Cheung is the focus of a new exhibition at the Hong Kong Maritime Museum called “Pirates of the South China Sea: Chasing Cheung Po Tsai and Port Cities”. It uses the pirate’s history as a fresh way to teach China’s maritime history during the 16th to 19th centuries.
“The idea of the exhibition started from two generous donations: a 200-year-old oil painting of nine-day sea battle near Lantau Island; and a 17th century sculpture of [pirate] Zheng Cheng-gong,” says Hong Kong Maritime Museum’s Assistant Curator, Kenny Yuen. “We wanted to make these objects as interesting as possible to people.”
In addition to these objects, the exhibit features a huge screen that shows old Chinese paintings that have been animated to show different eras of Chinese piracy. For example, there is an illustration of how Chinese pirates would attack other ships, or how the (1368-1644) and Qing (1644-1911) dynasty governments would train their soldiers to deal with pirates.
During these dynasties, Chinese navies mainly used three types of ships: the fuchuan, or Fujian-style boat; the guangchuan, a Guangdong-style boat; and the shachuan, or “sand boat”. Fuchuan and guangchuan boats were used as warships or long-distance merchant ships.

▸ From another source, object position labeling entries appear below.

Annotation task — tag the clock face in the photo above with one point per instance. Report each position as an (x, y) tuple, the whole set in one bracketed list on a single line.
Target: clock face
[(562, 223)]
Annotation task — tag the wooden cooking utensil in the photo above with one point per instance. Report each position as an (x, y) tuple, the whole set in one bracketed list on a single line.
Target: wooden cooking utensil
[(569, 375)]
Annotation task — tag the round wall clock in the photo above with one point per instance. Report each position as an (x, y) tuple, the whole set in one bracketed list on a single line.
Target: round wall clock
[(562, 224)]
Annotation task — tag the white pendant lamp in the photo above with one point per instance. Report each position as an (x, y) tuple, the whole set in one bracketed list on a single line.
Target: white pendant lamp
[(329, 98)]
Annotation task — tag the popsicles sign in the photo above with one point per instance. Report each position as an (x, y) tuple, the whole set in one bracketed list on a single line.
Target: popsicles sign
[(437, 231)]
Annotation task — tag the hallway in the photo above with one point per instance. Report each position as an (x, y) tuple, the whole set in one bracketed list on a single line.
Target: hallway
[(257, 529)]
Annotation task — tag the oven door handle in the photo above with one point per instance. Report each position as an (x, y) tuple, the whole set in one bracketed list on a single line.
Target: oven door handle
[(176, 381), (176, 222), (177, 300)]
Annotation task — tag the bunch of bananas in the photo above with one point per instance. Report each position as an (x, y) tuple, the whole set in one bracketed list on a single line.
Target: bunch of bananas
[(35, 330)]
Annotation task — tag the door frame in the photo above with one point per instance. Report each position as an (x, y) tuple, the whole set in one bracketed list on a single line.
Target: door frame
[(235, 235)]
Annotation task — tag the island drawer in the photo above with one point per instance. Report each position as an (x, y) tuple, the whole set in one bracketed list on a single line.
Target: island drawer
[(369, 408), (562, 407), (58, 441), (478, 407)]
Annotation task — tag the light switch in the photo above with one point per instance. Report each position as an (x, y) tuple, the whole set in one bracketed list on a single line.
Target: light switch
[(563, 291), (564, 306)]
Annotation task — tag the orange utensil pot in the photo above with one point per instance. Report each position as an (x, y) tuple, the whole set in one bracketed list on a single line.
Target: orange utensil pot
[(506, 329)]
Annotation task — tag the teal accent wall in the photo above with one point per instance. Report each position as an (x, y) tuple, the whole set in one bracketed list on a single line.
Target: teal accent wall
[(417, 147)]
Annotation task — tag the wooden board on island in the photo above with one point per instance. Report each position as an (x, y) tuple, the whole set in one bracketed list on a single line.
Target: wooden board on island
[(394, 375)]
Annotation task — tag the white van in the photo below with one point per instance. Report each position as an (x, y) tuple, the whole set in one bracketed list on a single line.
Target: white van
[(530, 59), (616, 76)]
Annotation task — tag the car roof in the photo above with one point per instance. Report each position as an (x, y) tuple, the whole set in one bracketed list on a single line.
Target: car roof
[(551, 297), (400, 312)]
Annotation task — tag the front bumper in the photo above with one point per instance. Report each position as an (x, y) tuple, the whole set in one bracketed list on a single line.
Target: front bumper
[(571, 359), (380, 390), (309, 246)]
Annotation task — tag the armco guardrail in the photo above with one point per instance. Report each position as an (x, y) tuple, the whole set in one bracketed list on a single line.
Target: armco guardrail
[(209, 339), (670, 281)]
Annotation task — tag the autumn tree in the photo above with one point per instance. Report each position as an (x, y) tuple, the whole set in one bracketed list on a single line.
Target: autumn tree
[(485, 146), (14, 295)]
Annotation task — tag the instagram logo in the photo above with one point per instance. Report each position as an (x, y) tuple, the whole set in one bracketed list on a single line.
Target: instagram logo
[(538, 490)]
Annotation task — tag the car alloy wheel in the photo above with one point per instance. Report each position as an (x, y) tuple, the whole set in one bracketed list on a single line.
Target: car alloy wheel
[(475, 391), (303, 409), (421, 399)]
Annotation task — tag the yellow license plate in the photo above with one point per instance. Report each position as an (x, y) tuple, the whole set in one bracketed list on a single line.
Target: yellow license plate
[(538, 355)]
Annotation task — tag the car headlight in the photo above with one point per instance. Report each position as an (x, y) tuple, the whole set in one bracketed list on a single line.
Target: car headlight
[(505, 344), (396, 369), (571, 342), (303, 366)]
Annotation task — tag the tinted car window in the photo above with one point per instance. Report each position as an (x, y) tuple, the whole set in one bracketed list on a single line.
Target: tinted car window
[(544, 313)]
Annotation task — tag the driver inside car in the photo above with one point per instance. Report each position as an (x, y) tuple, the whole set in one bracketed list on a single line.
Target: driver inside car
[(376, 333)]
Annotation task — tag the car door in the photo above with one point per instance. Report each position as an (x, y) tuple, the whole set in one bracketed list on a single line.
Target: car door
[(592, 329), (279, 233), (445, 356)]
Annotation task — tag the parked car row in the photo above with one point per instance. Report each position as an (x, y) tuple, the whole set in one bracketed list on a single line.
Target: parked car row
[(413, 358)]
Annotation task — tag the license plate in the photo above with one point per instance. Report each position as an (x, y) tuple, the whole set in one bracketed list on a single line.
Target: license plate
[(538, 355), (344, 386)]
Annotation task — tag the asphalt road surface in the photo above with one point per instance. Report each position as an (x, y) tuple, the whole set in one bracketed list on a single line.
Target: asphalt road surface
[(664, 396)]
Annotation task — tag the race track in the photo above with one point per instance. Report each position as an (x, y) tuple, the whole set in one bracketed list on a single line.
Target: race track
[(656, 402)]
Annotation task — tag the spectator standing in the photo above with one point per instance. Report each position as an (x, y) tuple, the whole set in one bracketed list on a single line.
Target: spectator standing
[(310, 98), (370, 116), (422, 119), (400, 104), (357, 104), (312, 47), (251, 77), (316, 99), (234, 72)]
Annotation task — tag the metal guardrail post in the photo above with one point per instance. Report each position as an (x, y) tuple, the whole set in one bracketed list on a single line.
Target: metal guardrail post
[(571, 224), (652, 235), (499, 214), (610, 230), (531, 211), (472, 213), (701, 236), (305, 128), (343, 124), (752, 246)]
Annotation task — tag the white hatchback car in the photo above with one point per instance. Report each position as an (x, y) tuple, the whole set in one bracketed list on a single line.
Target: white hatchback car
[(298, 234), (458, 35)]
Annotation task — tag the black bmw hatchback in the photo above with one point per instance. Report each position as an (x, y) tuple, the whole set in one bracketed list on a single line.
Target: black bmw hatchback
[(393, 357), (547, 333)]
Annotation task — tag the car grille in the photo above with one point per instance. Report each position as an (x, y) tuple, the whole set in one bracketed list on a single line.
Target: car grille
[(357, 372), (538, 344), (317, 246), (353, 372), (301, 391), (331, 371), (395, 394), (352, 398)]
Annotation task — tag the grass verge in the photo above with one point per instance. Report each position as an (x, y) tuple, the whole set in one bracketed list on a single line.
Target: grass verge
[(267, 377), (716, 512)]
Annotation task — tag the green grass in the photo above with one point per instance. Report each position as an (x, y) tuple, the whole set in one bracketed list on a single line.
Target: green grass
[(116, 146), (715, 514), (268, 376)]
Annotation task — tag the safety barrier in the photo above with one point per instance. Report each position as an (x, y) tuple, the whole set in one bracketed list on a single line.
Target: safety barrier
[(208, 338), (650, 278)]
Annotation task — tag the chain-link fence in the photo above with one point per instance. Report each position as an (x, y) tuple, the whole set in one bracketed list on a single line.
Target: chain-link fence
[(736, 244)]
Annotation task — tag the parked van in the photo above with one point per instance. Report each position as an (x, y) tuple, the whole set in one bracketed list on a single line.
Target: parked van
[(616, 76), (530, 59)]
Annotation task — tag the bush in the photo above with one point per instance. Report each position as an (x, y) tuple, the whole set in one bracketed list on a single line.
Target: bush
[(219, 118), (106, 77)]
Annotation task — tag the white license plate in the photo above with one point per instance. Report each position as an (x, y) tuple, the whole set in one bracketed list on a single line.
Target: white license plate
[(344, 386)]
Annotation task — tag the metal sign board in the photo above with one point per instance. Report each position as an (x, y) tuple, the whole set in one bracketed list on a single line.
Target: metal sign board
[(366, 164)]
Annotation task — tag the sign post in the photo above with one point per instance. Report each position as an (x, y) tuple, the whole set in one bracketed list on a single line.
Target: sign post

Shachuan were smaller in comparison, and could only do short travels. Ships were sent around the South China Sea and Japan to defend against pirates or for trade, making stops in Shanghai, Fuzhou (Fuzhou), Ningbo (Ningbo), and Hong Kong.
“This area was an important fortress along the Maritime Silk Route,” Yuen says. “The Pearl River Delta had harbours suitable for fishing and salt farming, so Hong Kong waters were an ideal anchorage for local trading and fishing vessels. As such, it became the target of South China Sea pirates. In fact, Lantau Island had been a pirate base since the Song dynasty [960-1279].”
Piracy was a big issue for the government, as you can see from an 1808 scroll on display. It lists possible solutions to stopping pirates such as Cheung, who had damaged Chinese warships in the ports of Fujian and Guangdong. It concludes with a warning that the Qing Emperor will not tolerate any acts of piracy under any circumstances.
But although a pirate could be a dangerous nuisance, he could also be a powerful ally.
“Cheung shows how the identity of the pirates shifted over time,” Yuen explains. “After his pirate mate Cai Qian was killed in 1809, Cheung surrendered to the Qing government. After that, he used his knowledge to help the Qing defeat other pirates along the South China Sea.”